Il y a plusieurs avantages. Tout d'abord, le libre accès apporte une plus grande visibilité au musée. Il donne au Musée de Bretagne une image positive et innovante dans le secteur de la culture française. Il génère également de nouvelles connaissances sur les collections du musée, grâce aux retours d’information des visiteurs en ligne.
Une relation « gagnant-gagnant » est établie entre les visiteurs en ligne et l'équipe du musée. Une variété de personnes bénéficient d'un accès ouvert, des artistes vidéo utilisant les collections dans leur travail, à la communauté Wikimedia qui donne à nos collections une plus grande visibilité. Les éditeurs nous envoient souvent des livres dans lesquels les images du musée ont été utilisées, sans que nous leur en ayons fait la demande – une belle surprise!
Comment mesurez-vous l'impact du libre accès?
Un impact a été le nombre de demandes de renseignements que nous recevons de collègues d'autres institutions, qui souhaitent tirer des enseignements de notre approche et de notre politique. Nous recevons de nombreuses demandes pour prendre la parole lors de conférences et d'événements professionnels, et un certain nombre d'articles sont parus dans la presse.
La croissance du trafic sur notre portail de collections nous indique également que les utilisateurs en ont pris note. Ils sont devenus autosuffisants dans leurs recherches au point que le musée reçoit rarement des demandes de recherche, de sorte que le temps consacré à cette tâche auparavant peut désormais être alloué plus utilement.
Quels conseils donneriez-vous aux autres musées qui envisagent le libre accès?
Le droit d'auteur et l'évaluation juridique des collections sont essentiels pour comprendre les risques et éclairer les licences, les titulaires de droits et les contrats. Cela prend du temps et devrait donc être entrepris bien avant la date de lancement prévue. Pour notre musée aujourd'hui, ce processus est loin d'être achevé et d'autres publications de données ouvertes dépendent de la poursuite de ce travail.
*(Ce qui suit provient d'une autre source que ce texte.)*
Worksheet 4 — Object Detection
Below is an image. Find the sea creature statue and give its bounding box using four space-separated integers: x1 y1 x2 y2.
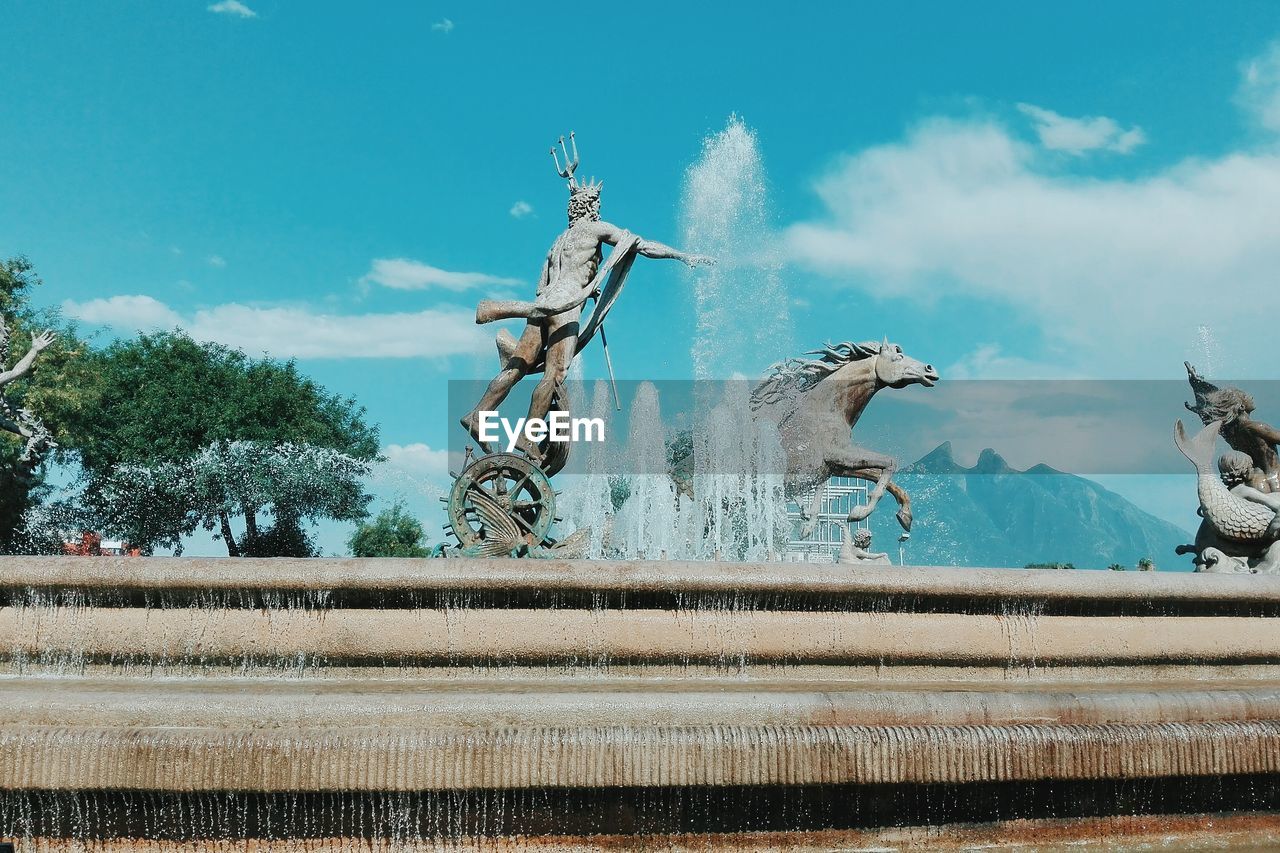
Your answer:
750 338 938 538
836 524 892 566
1183 361 1280 492
0 318 56 480
1174 420 1280 574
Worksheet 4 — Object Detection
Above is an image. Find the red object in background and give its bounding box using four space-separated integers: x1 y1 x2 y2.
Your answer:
63 530 142 557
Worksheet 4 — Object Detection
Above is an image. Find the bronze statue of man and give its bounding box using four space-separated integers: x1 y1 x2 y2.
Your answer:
462 133 714 462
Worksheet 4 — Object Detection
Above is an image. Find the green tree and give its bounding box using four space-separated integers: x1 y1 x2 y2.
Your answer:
0 256 92 552
347 503 430 557
69 332 378 556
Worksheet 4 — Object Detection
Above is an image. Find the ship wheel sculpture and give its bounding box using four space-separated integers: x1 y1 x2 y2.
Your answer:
445 453 557 557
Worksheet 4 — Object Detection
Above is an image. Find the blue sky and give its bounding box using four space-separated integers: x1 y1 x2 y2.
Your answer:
0 0 1280 550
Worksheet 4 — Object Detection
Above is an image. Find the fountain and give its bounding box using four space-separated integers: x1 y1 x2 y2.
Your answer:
0 122 1280 853
0 557 1280 850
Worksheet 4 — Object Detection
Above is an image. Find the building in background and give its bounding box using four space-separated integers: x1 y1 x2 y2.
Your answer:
786 476 884 562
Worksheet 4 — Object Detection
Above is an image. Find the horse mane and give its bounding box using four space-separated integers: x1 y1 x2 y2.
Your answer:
750 341 881 411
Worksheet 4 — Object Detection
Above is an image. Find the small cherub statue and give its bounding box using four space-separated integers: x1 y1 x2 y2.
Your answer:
837 524 892 566
1217 450 1280 540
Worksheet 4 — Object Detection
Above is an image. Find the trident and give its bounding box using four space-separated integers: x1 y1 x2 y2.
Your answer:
552 131 577 186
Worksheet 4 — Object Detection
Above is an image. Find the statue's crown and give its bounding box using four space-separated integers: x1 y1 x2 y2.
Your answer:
552 131 604 196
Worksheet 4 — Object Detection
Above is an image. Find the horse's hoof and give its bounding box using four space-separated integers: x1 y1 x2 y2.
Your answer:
849 503 876 521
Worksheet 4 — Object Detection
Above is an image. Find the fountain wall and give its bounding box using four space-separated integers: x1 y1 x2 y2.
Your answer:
0 557 1280 849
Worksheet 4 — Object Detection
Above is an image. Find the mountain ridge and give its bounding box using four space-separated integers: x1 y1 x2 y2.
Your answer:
872 442 1192 569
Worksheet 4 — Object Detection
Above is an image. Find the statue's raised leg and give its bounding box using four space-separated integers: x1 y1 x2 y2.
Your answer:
461 323 543 453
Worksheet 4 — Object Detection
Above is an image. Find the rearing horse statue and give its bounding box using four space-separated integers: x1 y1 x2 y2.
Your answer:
751 338 938 537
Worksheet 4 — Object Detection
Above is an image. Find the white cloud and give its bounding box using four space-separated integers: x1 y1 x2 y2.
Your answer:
1018 104 1147 156
63 296 493 359
383 442 449 476
63 296 182 329
209 0 257 18
1235 41 1280 131
785 119 1280 377
360 257 520 291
Nous avons tous les trois assisté à la récente conférence De nouvelles démocraties du savoir à l’Institut national d’histoire de l’art (INHA), à Paris. Quelles impressions avez-vous laissées et quel avenir voyez-vous pour le libre accès dans le secteur de la culture française?
L'événement de l'INHA et la publication du rapport Droit des images, histoire de l'art et société (coordonné par Martine Denoyelle) ont été significatifs et une grande bouffée d'air frais. Il y a à peine six ans, nous savions à peine ce qu'était une licence CC! Depuis lors, nous avons développé notre compréhension grâce à notre engagement auprès des communautés rennaises, telles que la section locale de Wikipédia et les personnes impliquées dans les mouvements.
Le musée des racines bretonnes de l’écomuséologie permet d’intégrer les notions de communauté et de partage dans notre culture professionnelle. Nous sommes fiers d'être des pionniers du libre accès en France et nous voulons partager nos expériences, qu'elles soient positives ou moins réussies.
Nous restons optimistes quant à la poursuite de la croissance du libre accès en France, comme nous l’avons vu récemment avec l’ouverture des données par les musées de la ville de Paris. Le statu quo – en particulier le modèle de tarification de la Réunion des Musées Nationaux - Grand Palais – n’est pas durable pour beaucoup plus longtemps. Il est contre-productif et contribue à donner un sentiment de spoliation de notre patrimoine commun.
Les directeurs de musées peuvent fournir des visions stratégiques à leurs institutions, mais au niveau national, le ministère de la Culture et le gouvernement doivent jouer un rôle de chef de file dans ces domaines.